Only the rows where both x and y are not null are considered in the calculation.

## regr_r2

`regr_r2(y, x)` - Calculates the coefficient of determination (R-squared) of
the linear regression of y on x. R-squared measures how well the regression
line fits the data, on a scale from 0 (no linear relationship) to 1 (perfect
linear fit).

- The function requires at least two valid (y, x) pairs to compute a value.
  - If fewer than two pairs are available, the function returns null.
- The function returns null when x is constant across all rows (zero variance
  in the independent variable).
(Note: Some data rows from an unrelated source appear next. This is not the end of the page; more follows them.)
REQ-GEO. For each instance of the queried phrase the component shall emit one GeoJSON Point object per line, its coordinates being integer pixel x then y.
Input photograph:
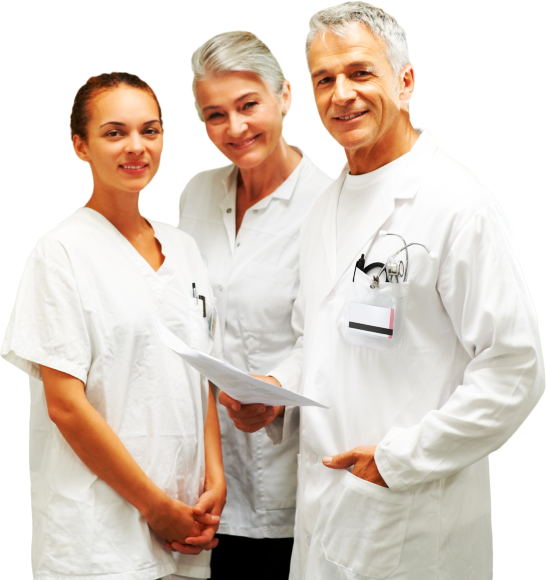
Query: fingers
{"type": "Point", "coordinates": [340, 461]}
{"type": "Point", "coordinates": [228, 402]}
{"type": "Point", "coordinates": [184, 548]}
{"type": "Point", "coordinates": [207, 519]}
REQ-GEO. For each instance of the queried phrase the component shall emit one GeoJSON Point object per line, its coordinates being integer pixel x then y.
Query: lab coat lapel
{"type": "Point", "coordinates": [228, 206]}
{"type": "Point", "coordinates": [362, 236]}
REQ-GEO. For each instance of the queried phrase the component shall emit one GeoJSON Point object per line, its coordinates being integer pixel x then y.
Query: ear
{"type": "Point", "coordinates": [80, 148]}
{"type": "Point", "coordinates": [286, 97]}
{"type": "Point", "coordinates": [406, 83]}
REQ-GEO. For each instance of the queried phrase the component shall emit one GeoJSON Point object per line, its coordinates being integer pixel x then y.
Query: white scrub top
{"type": "Point", "coordinates": [461, 374]}
{"type": "Point", "coordinates": [84, 306]}
{"type": "Point", "coordinates": [254, 277]}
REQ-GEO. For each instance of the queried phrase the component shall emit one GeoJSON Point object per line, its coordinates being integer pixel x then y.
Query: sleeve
{"type": "Point", "coordinates": [484, 292]}
{"type": "Point", "coordinates": [47, 325]}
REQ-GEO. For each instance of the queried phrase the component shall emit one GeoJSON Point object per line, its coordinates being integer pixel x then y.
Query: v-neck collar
{"type": "Point", "coordinates": [157, 280]}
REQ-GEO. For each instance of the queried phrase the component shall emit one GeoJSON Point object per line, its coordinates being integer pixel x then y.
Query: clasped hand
{"type": "Point", "coordinates": [363, 460]}
{"type": "Point", "coordinates": [251, 418]}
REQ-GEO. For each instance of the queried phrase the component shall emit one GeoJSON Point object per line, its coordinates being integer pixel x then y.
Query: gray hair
{"type": "Point", "coordinates": [235, 51]}
{"type": "Point", "coordinates": [382, 25]}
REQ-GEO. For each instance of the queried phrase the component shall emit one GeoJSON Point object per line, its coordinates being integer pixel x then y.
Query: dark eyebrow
{"type": "Point", "coordinates": [123, 124]}
{"type": "Point", "coordinates": [236, 100]}
{"type": "Point", "coordinates": [357, 64]}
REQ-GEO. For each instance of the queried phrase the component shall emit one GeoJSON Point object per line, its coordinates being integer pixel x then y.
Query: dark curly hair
{"type": "Point", "coordinates": [80, 114]}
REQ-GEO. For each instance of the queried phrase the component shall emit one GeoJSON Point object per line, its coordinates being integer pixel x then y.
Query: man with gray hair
{"type": "Point", "coordinates": [427, 370]}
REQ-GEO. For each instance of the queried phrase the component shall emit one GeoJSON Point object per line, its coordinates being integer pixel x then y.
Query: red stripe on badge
{"type": "Point", "coordinates": [391, 323]}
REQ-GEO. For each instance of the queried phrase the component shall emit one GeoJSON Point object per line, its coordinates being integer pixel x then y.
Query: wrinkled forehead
{"type": "Point", "coordinates": [344, 43]}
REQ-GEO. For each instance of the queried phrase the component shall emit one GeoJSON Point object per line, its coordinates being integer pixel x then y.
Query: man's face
{"type": "Point", "coordinates": [354, 88]}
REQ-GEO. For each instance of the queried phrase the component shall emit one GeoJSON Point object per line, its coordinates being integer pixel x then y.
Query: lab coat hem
{"type": "Point", "coordinates": [259, 533]}
{"type": "Point", "coordinates": [152, 573]}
This includes the single-row case.
- The function returns 1 when y is constant and x varies (a horizontal line
  fits constant y perfectly). This follows the SQL:2003 specification and
  differs from `corr(y, x)`, which returns null in that case.
- Supported data types for y and x include `double`, `float`, and `integer`
  types.
- The order of arguments in `regr_r2(y, x)` matters.
  - Ensure that y is the dependent variable and x is the independent variable.
- `regr_r2(y, x)` equals `corr(y, x) * corr(y, x)` everywhere except the
  constant-y edge case noted above.

### Calculation

The coefficient of determination $r^2$ is the squared Pearson correlation:

$$
r^2 = \frac{\left(\sum (x_i - \bar{x})(y_i - \bar{y})\right)^2}{\sum (x_i - \bar{x})^2 \cdot \sum (y_i - \bar{y})^2}
$$

Where:

- $\bar{y}$ and $\bar{x}$ are the means of y and x across the valid pairs.
- The numerator is the squared sum of cross-deviations $S_{xy}^2$.
- The denominator is the product of the sums of squared deviations
  $S_{xx} \cdot S_{yy}$.

When $S_{xx} = 0$ the function returns null; when $S_{xx} \neq 0$ and
$S_{yy} = 0$ the function returns 1.

### Arguments

- y: A numeric column representing the dependent variable.
- x: A numeric column representing the independent variable.

### Return value

Return value type is `double`.

The function returns a value in the range $[0, 1]$. A value close to 1
indicates a strong linear relationship; a value close to 0 indicates that x
has little linear predictive power for y.

### Examples

The following examples use the `market_data_ohlc_1d` table on the
[QuestDB demo instance](https://demo.questdb.io/), which records the daily
`open`, `high`, `low`, and `close` price of each FX pair.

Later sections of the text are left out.